When Sophie Thinks She Can't...
First published in 2017
About the story
This book was not my idea.
Ann Stern is a longtime friend; we worked together in the Cambridge Public schools where she was a teacher of teachers, and I was trying out a course for eighth graders about How to Write and Illustrate a Hero/ine Adventure Journey. Ann ordered my haphazard lessons into a logically unfolding whole that enabled it to become a really helpful experience for students and teachers, and for me. And we're still friends.
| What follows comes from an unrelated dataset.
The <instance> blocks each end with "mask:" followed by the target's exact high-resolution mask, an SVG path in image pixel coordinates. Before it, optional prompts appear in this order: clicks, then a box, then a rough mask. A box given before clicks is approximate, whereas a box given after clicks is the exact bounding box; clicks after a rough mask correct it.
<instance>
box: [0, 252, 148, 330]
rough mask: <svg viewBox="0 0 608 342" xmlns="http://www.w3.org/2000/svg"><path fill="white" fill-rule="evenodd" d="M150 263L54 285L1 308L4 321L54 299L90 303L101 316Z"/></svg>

For the past several years, Ann had taught ‘growth mindset’ to a wide variety of teachers both in Cambridge and throughout the country. As the teachers applied the lessons in their classrooms, they became more excited and more ‘renewed’ than they remembered from any sort of approach they had used until then. Their students became not only more attentive, but they became curious, cooperative with each other, supportive of each other, focused and suddenly able to see their work as a challenge rather than as a boring task. And they felt increasingly capable of meeting the next challenge.
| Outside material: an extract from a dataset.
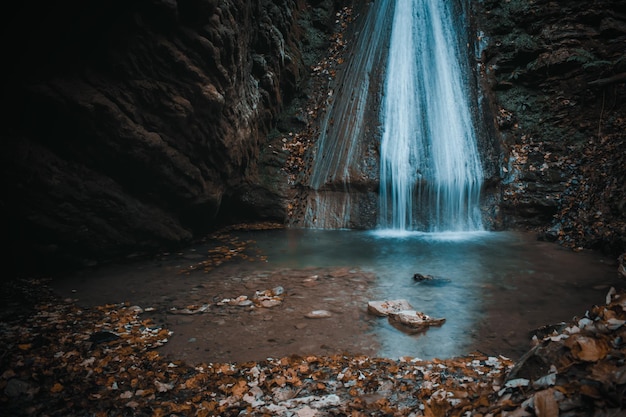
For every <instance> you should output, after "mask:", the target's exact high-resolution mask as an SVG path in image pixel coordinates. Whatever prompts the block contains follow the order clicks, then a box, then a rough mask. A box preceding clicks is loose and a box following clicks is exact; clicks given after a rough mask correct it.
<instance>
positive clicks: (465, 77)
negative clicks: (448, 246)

One night Ann and her husband Ed plied me with pizza and described what Ann had been seeing with growth mindset, and they suggested I write another Sophie book about it. They suggested books and videos, especially work by Carol Dweck and Jo Boaler, and they suggested how the story could unfold: that Sophie could be discouraged by something and through learning growth mindset at school could earn to apply that attitude to other aspects in her life. I took notes on a napkin and began the next day.
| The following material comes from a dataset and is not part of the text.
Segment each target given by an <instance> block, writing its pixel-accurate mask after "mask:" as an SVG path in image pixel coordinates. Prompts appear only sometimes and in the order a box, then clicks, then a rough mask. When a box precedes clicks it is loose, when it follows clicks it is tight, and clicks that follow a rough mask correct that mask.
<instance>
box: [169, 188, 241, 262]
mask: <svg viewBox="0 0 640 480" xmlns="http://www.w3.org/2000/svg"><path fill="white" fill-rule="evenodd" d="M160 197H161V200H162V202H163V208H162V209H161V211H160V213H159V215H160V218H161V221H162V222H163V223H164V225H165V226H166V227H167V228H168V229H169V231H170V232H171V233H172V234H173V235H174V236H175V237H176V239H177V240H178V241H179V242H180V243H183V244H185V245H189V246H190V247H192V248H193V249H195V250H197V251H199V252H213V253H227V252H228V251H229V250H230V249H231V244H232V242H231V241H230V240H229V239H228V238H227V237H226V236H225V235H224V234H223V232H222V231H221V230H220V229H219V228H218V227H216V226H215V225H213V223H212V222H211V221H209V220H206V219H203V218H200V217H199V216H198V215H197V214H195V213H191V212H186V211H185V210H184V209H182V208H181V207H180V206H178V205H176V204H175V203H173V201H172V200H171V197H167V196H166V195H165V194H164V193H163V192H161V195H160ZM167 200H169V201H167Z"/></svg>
I’m lucky in having some gifted teachers among my younger family and friends. They not only use a growth mindset with their students and their own children, but they are acute critics and feel entitled to give opinions about my books when I’m writing them. At one point, I had come up with a what I thought was a brilliant math problem for Sophie to struggle with and its equally brilliant solution, until a friend crushed it flat and showed me why it was a dud. The final problem and its solution came from my daughter-in-law, Rachel Mulry.
I'm hoping the book can be part of teaching growth mindset in the classroom, for all children like Sophie who are feeling discouraged about how ‘smart’ they are, and will forget that whole idea and simply learn to rise to a new challenge.